Auxiliary Tools
Last updated on 2025-06-28 | Edit this page
Estimated time: 0 minutes
Overview
Questions
- When should I use a pre-built container?
- How can I customise a container?
- What is a remote codespace?
Objectives
- Understand how to reproduce code.
- Understand the benefits of containers.
Docker Hub
By sharing a container, you create a portable and replicable research environment that can be easily accessed and used by other researchers. This process not only facilitates collaboration but also ensures that your work is preserved in an environment where it can be run without compatibility issues, i.e you can do your best to ‘future-proof’ your research.
To share your code and software, you’ll use Docker Hub. Docker hub is a cloud-based registry service that lets you share and distribute container images.
There is a sea of containers out there, it is not necessarily safe to use a docker container, as there is always risk of malware. The following involves guidance on best practice:
- The container image is updated regularly, the latest version should be available alongside previous versions.
- There is a Dockerfile or other listing of what has been installed to the container image.

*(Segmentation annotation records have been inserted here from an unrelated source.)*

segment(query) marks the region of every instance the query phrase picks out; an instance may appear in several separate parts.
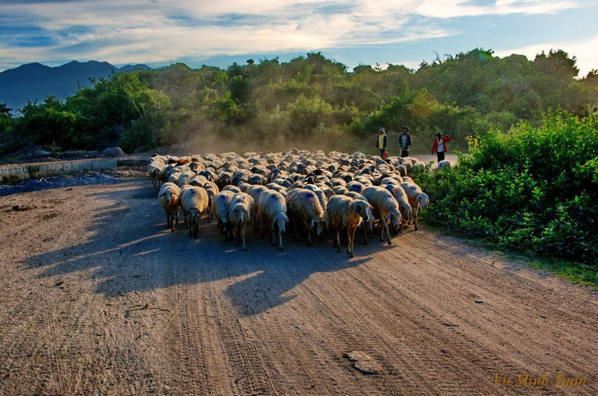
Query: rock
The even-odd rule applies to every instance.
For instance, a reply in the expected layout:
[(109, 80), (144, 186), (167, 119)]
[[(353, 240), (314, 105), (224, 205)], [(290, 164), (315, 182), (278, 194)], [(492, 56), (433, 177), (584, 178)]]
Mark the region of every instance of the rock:
[(374, 358), (361, 351), (352, 351), (345, 354), (344, 357), (353, 362), (355, 368), (367, 375), (378, 374), (382, 368)]
[(110, 147), (102, 151), (102, 155), (108, 156), (109, 157), (122, 157), (127, 154), (124, 153), (124, 151), (120, 147)]

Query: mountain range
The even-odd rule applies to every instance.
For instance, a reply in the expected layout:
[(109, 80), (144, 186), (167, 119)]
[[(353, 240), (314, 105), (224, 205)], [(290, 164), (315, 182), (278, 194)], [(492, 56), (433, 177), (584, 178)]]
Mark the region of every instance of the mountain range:
[(0, 72), (0, 103), (17, 109), (28, 99), (43, 100), (50, 95), (61, 99), (74, 93), (79, 86), (91, 84), (89, 78), (108, 77), (112, 72), (121, 73), (138, 69), (152, 70), (147, 65), (127, 65), (117, 68), (107, 62), (73, 60), (50, 67), (41, 63), (27, 63)]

- The container image page has documentation on how to use the container image.
Discussion
If a container image is never updated, and does not have a lot of metadata, it is probably worth skipping over. Even if such a container image is secure, it is not reproducible and not a dependable way to run research computations.
Docker Recipe File
Much like a cookbook, you can pull out recipes and alter to own preference. This is how you normally get started building your own image, you can start with a base repository.
Task 11.1
In this case we use a base image for R on a Linux machine, from bioconductor. We layer requirements, i.e code libraries.
To do this we evaluate the command install.packages()
using R. This is possible as we work within the docker container which
has already installed R. We install packages directly from CRAN, in this
case the recipe file could be improved on by requesting exact versions
for packages.
We also demonstrate installing RSiena version 1.4.19
from source code. Note as we build the container, we realise this is a
self-contained enviroment and so need to manage file paths the same way
we would with a folder that takes up its own space on our directory. To
do this we copy the source code into the top level of our container and
then use option
install.packages(...,repos = NULL, type= 'source')
. The
next steps involve pushing the local container onto docker hub, under
the name, siena_r
and a version tag number. As this is an
iterative process, the version tag number we are working with here
follows the semi-colon siena_r:0.8
. In some cases you may
require a specific version of a container; however, the most recent
version can also be requested with siena_r:latest
.
FROM bioconductor/bioconductor_docker:devel-R-4.4.1
RUN R -e "install.packages(c('Matrix', 'lattice', 'parallel', 'MASS', 'methods', 'xtable', 'network', 'vioplot', 'sna', 'codetools', 'dplyr', 'metafor', 'argparse', 'stringr', 'mixmeta'), repos = c(CRAN = 'https://cloud.r-project.org'))"
COPY rsiena_1.4.19.tar.gz .
RUN R -e "install.packages('rsiena_1.4.19.tar.gz', repos = NULL, type = 'source')"
Git
Task 11.2
Containers in the workflow
Within our workflow we can specify the container we want to use, as a matter of fact we can specify a container for different processes - the possibility is endless! Say for example you would like to write interoperable code and use Python for one part of your analysis and R for another part, this is possible by defining a different container for each process. Another option is to build one container with all the software (i.e R and Python) installed.
Say we work with one container, but would like to make sure the pipeline is portable. In this case we work with profiles, which is another layer for customisation.
Alternative Platforms for compute clusters
Many container platforms are available, but Apptainer is designed for ease-of-use on shared systems and in high performance computing (HPC) environments. Nextflow can build an immutable image based off a Docker recipe file.
Building an Apptainer Image
Workflow Definition
Within our workflow, we can declare a process container, and ensure we enable apptainer. Again we don’t want to hard code this decision as we’d like to keep options as flexible as possible. This is why we build a profile for each our compute environments, in this case for our local machine / GitHub codespace we have access to Docker. However, for our slurm profile, relevant to a computer cluster with Slurm workload manager, we opt for apptainer (former singularity), as docker is not available.
Task 11.3
We can declare a different config file for different compute environments, or profiles. These profiles are stored under the conf sub-folder.
Key Points
- The Docker Hub is an online repository of container images.
- Find a container recipe file that works for your project and customise this.
- Nextflow can pull a docker container from Docker Hub and convert this to an Apptainer image.
- Docker is not permitted on most HPC environments, apptainer sif files are used instead.
- Containers are important to reproducible workflows and portability of workflows across environments.